As an immediate application, our scheme is the first to provide a way to outsource large databases to untrusted servers, and later query and update the database over time in a private and verifiable way, with complexity and description size proportional to those of the unprotected queries.
Our scheme extends the non-adaptive RAM garbling scheme of Canetti and Holmgren [ITCS 2016]. We also define and use a new primitive, called adaptive accumulators, which is an adaptive alternative to the positional accumulators of Koppula et al [STOC 2015] and somewhere statistical binding hashing of Hubacek and Wichs [ITCS 2015]. This primitive might well be useful elsewhere.
Joint work with Ran Canetti, Yilei Chen, and Justin Holmgren.
Professor Mark Braverman (Princeton)
Constant-Rate Coding for Multiparty Interactive Communication is Impossible
We study coding schemes for multiparty interactive communication over synchronous networks that suffer from stochastic noise, where each bit is independently flipped with probability $\epsilon$. We analyze the minimal overhead that must be added by the coding scheme in order to succeed in performing the computation despite the noise.
Our main result is a lower bound on the communication of any noise-resilient protocol over a star network with $n$-parties.
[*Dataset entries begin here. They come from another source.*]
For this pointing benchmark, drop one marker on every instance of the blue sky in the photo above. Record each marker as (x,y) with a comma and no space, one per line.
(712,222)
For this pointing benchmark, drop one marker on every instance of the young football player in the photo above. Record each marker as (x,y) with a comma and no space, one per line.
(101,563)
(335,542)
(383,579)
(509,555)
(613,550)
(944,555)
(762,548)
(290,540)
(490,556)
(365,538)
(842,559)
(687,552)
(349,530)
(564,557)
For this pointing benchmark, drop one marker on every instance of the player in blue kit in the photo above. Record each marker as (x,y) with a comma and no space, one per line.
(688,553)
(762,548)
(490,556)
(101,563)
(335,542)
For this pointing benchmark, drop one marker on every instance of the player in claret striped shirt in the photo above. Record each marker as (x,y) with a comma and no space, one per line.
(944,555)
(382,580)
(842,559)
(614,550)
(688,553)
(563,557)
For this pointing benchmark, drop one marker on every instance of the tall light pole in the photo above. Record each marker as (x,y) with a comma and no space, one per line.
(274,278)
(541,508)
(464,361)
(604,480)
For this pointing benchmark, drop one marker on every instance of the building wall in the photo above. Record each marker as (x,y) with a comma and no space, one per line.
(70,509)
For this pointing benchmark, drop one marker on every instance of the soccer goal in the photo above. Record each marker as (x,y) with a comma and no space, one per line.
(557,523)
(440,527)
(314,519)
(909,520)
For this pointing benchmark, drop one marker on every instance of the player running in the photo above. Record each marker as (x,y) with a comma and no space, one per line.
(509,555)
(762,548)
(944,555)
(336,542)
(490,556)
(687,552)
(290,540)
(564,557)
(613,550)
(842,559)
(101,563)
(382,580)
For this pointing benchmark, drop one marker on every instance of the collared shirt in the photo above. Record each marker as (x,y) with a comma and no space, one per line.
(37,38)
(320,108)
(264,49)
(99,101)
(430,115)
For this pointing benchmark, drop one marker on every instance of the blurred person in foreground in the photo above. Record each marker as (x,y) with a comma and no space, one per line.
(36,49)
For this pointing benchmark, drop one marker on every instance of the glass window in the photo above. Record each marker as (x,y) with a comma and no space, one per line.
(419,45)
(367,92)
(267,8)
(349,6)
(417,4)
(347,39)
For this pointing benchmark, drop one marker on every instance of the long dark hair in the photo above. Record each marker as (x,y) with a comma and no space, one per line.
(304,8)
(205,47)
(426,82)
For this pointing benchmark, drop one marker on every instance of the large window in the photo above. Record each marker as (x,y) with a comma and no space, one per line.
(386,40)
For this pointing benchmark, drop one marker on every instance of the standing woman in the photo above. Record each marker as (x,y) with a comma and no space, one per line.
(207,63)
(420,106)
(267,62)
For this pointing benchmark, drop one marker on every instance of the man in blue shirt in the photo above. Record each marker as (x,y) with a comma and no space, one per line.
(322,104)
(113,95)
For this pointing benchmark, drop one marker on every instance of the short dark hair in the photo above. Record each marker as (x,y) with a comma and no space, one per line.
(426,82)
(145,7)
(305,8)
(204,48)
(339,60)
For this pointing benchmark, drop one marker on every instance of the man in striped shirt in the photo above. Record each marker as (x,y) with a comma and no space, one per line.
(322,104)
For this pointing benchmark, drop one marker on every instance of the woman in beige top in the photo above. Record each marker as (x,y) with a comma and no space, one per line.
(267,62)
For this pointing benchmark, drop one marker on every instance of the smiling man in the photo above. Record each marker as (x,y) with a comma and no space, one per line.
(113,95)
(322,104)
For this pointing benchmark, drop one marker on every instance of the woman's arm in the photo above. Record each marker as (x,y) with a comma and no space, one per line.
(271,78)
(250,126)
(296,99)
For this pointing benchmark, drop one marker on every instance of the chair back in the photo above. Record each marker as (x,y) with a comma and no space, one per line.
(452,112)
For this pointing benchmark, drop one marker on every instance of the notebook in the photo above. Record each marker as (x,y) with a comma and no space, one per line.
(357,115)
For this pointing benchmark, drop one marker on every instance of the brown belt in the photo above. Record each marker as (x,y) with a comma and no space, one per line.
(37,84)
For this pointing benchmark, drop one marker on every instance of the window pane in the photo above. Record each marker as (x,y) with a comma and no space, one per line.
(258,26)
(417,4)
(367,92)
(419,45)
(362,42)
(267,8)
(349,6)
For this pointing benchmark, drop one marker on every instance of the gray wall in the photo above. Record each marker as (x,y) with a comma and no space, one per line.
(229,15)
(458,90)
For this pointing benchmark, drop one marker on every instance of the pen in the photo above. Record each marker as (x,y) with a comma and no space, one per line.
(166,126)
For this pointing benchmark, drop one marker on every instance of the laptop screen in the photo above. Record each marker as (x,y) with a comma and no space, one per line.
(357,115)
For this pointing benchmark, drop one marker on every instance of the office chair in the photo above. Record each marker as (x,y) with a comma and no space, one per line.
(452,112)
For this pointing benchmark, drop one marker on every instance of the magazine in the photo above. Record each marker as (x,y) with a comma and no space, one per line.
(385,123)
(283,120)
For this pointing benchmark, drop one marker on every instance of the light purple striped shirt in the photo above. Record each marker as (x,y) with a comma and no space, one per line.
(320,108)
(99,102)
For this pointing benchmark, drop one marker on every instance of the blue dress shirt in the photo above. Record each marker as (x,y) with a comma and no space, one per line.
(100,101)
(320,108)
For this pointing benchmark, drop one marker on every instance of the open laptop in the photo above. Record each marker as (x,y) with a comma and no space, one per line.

Specifically, we show a task that can be solved by communicating $T$ bits over the noise-free network, but for which any protocol with success probability of $1-o(1)$ must communicate at least $\Omega(T \log n / \log \log n)$ bits when the channels are noisy. By a 1994 result of Rajagopalan and Schulman, the slowdown we prove is the highest one can obtain on any topology, up to a $\log \log n$ factor. We show that our bound is tight for the star network by giving a matching coding scheme.
Joint work with Klim Efremenko, Ran Gelles, and Bernhard Haeupler.
Professor Ran Raz (Weizmann)
Fast Learning Requires Good Memory: A Time-Space Lower Bound for Parity Learning
We prove that any algorithm for learning parities requires either a memory of quadratic size or an exponential number of samples. This proves a recent conjecture of Steinhardt, Valiant and Wager and shows that for some learning problems a large storage space is crucial.
More formally, in the problem of parity learning, an unknown string $x \in \{0,1\}^n$ was chosen uniformly at random. A learner tries to learn $x$ from a stream of samples $(a_1, b_1), (a_2, b_2)... $, where each $a_t$ is uniformly distributed over $\{0,1\}^n$ and $b_t$ is the inner product of $a_t$ and $x$, modulo 2. We show that any algorithm for parity learning, that uses less than $n^2/25$ bits of memory, requires an exponential number of samples.
Previously, there was no non-trivial lower bound on the number of samples needed, for any learning problem, even if the allowed memory size is $O(n)$ (where $n$ is the space needed to store one sample).
We also give an application of our result in the field of bounded-storage cryptography. We show an encryption scheme that requires a private key of length $n$, as well as time complexity of $n$ per encryption/decryption of each bit, and is provenly and unconditionally secure as long as the attacker uses less than $n^2/25$ memory bits and the scheme is used at most an exponential number of times. Previous works on bounded-storage cryptography assumed that the memory size used by the attacker is at most linear in the time needed for encryption/decryption.
Dr. Cynthia Phillips (Sandia National Laboratories)
Cooperative Computing for Autonomous Data Centers
We present a new distributed model for graph computations motivated by limited information sharing. Two autonomous entities have collected large social graphs. They wish to compute the result of running graph algorithms on the entire set of relationships. Because the information is sensitive or economically valuable, they do not wish to simply combine the information in a single location and then run standard serial or parallel graph algorithms. We consider two models for computing the solution to graph algorithms in this setting: 1) limited-sharing: the two entities can share only a polylogarithmic size subgraph; 2) low-trust: the two entities must not reveal any information beyond the query answer, assuming they are both honest but curious. We believe this model captures realistic constraints on cooperating autonomous data centers.